I have been on other things for a while but had a chance to look at this again.
Recap: on the smartcore P3, etherboot 5.0.7 fails because all inw() operations return 0. Two inw()s in a row sometimes return the right value on the second one.
I thought this might be a memory config problem so I brought down memtest 3.0, and am now running it. Unfortunately, it runs just fine. Memory configuration, at least judging by the memtest results, is correct on this machine. I'm up to test 4, running for 7 minutes now, and usually memory problems if they existed would have shown up by now.
So, back to the original issue: inw operations acting wrong. The first inw() always reads 0, the seconds reads what looks like the right value. Anybody have an idea on what kind of north/south configuration problems could make this happen?
ron
On Mon, 2002-09-23 at 12:34, Ronald G Minnich wrote:
So, back to the original issue: inw operations acting wrong. The first inw() always reads 0, the seconds reads what looks like the right value. Anybody have an idea on what kind of north/south configuration problems could make this happen?
ron
Slow (bad) hardware? I've seen that happen on a PCI device at 80 deg. C, and I've seen it happen on a device which could only speced up to 28MHz at 3.3V.
On 23 Sep 2002, Christopher Stutts wrote:
On Mon, 2002-09-23 at 12:34, Ronald G Minnich wrote:
So, back to the original issue: inw operations acting wrong. The first inw() always reads 0, the seconds reads what looks like the right value. Anybody have an idea on what kind of north/south configuration problems could make this happen?
ron
Slow (bad) hardware? I've seen that happen on a PCI device at 80 deg. C, and I've seen it happen on a device which could only speced up to 28MHz at 3.3V.
maybe. But, here is the thing: serial I/O has been working on memtest for 3.5 hours. The ethernet hardware drives packets out just fine -- I receive them and respond to them. outb/w/l works. inw() does not.
This is really weird.
ron
So, back to the original issue: inw operations acting wrong. The first inw() always reads 0, the seconds reads what looks like the
right value.
Anybody have an idea on what kind of north/south
configuration problems
could make this happen?
is this all ports, just bridge registers, or external I/O (ISA or PCI)? I agree that it sounds like a timing problem, but it depends on which I/O ports.
-Steve
On Mon, 23 Sep 2002, Steve M. Gehlbach wrote:
is this all ports, just bridge registers, or external I/O (ISA or PCI)? I agree that it sounds like a timing problem, but it depends on which I/O ports.
it is PCI ports. I don't seem to be able to inw() from any PCI ports but outw is fine.

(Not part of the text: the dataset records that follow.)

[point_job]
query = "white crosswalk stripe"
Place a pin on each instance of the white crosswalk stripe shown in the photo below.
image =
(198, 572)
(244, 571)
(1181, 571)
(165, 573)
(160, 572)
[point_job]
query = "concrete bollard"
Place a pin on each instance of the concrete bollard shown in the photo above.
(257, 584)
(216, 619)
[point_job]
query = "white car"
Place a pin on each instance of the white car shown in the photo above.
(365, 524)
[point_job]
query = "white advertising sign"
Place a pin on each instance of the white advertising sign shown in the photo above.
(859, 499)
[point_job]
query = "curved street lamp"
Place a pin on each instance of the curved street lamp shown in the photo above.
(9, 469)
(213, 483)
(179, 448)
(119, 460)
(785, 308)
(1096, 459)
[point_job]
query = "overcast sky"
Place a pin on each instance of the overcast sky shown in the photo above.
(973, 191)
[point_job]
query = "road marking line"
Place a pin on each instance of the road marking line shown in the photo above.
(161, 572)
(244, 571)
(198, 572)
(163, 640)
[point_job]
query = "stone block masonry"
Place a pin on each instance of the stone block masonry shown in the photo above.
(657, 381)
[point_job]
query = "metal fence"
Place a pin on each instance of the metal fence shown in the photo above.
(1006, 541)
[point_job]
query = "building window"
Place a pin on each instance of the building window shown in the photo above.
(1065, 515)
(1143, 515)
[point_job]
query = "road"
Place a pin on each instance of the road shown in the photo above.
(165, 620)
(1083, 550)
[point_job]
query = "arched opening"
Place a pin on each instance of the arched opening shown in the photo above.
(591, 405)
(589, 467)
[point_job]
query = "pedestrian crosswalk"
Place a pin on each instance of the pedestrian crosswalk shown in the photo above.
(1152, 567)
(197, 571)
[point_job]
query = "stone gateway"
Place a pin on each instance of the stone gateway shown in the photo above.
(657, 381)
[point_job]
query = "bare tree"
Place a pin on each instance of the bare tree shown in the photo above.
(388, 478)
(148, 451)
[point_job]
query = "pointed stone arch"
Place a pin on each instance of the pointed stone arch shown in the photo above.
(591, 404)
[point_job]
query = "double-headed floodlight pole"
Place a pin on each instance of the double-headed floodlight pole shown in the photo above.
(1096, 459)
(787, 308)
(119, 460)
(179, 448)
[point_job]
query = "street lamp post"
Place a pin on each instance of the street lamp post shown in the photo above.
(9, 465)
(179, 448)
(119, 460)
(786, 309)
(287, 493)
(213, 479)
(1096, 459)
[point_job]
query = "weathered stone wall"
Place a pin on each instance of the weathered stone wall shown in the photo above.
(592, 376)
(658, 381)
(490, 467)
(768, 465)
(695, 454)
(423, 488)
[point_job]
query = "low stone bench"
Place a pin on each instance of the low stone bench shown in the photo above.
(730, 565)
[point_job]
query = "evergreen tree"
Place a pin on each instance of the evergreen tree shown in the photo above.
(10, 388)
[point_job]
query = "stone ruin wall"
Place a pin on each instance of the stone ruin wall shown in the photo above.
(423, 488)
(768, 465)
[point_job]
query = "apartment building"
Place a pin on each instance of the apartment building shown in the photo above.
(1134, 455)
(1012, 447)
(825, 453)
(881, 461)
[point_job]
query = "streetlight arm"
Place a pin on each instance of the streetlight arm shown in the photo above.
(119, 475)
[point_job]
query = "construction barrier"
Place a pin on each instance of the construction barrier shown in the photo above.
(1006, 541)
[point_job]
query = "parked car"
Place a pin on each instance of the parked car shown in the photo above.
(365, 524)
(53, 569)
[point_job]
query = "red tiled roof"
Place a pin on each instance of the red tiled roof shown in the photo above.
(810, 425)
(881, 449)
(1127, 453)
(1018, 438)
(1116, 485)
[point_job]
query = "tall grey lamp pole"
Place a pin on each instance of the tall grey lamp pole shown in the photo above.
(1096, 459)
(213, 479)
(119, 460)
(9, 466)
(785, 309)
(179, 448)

I'm going to check the northbridge manual for hints. This is the first 440bx we have seen this problem on.
ron
Hello again from Gregg C Levine "northbridge manual"? You've lost me there, Ron. Please explain. I know, (I think), which part of the PCI layout, is which, but that reference eludes me. ------------------- Gregg C Levine hansolofalcon@worldnet.att.net ------------------------------------------------------------ "The Force will be with you...Always." Obi-Wan Kenobi "Use the Force, Luke." Obi-Wan Kenobi (This company dedicates this E-Mail to General Obi-Wan Kenobi ) (This company dedicates this E-Mail to Master Yoda )
-----Original Message----- From: linuxbios-admin@clustermatic.org [mailto:linuxbios- admin@clustermatic.org] On Behalf Of Ronald G Minnich Sent: Monday, September 23, 2002 6:07 PM To: Steve M. Gehlbach Cc: linuxbios@clustermatic.org Subject: RE: more news on the smartcore P3 and etherboot failures.
On Mon, 23 Sep 2002, Steve M. Gehlbach wrote:
is this all ports, just bridge registers, or external I/O (ISA or
PCI)? I
agree that it sounds like a timing problem, but it depends on which
I/O
ports.
it is PCI ports. I don't seem to be able to inw() from any PCI ports
but
outw is fine.
I'm going to check the northbridge manual for hints. This is the first 440bx we have seen this problem on.
ron
Linuxbios mailing list Linuxbios@clustermatic.org http://www.clustermatic.org/mailman/listinfo/linuxbios
On Tue, 24 Sep 2002, Gregg C Levine wrote:
"northbridge manual"? You've lost me there, Ron. Please explain. I know, (I think), which part of the PCI layout, is which, but that reference eludes me.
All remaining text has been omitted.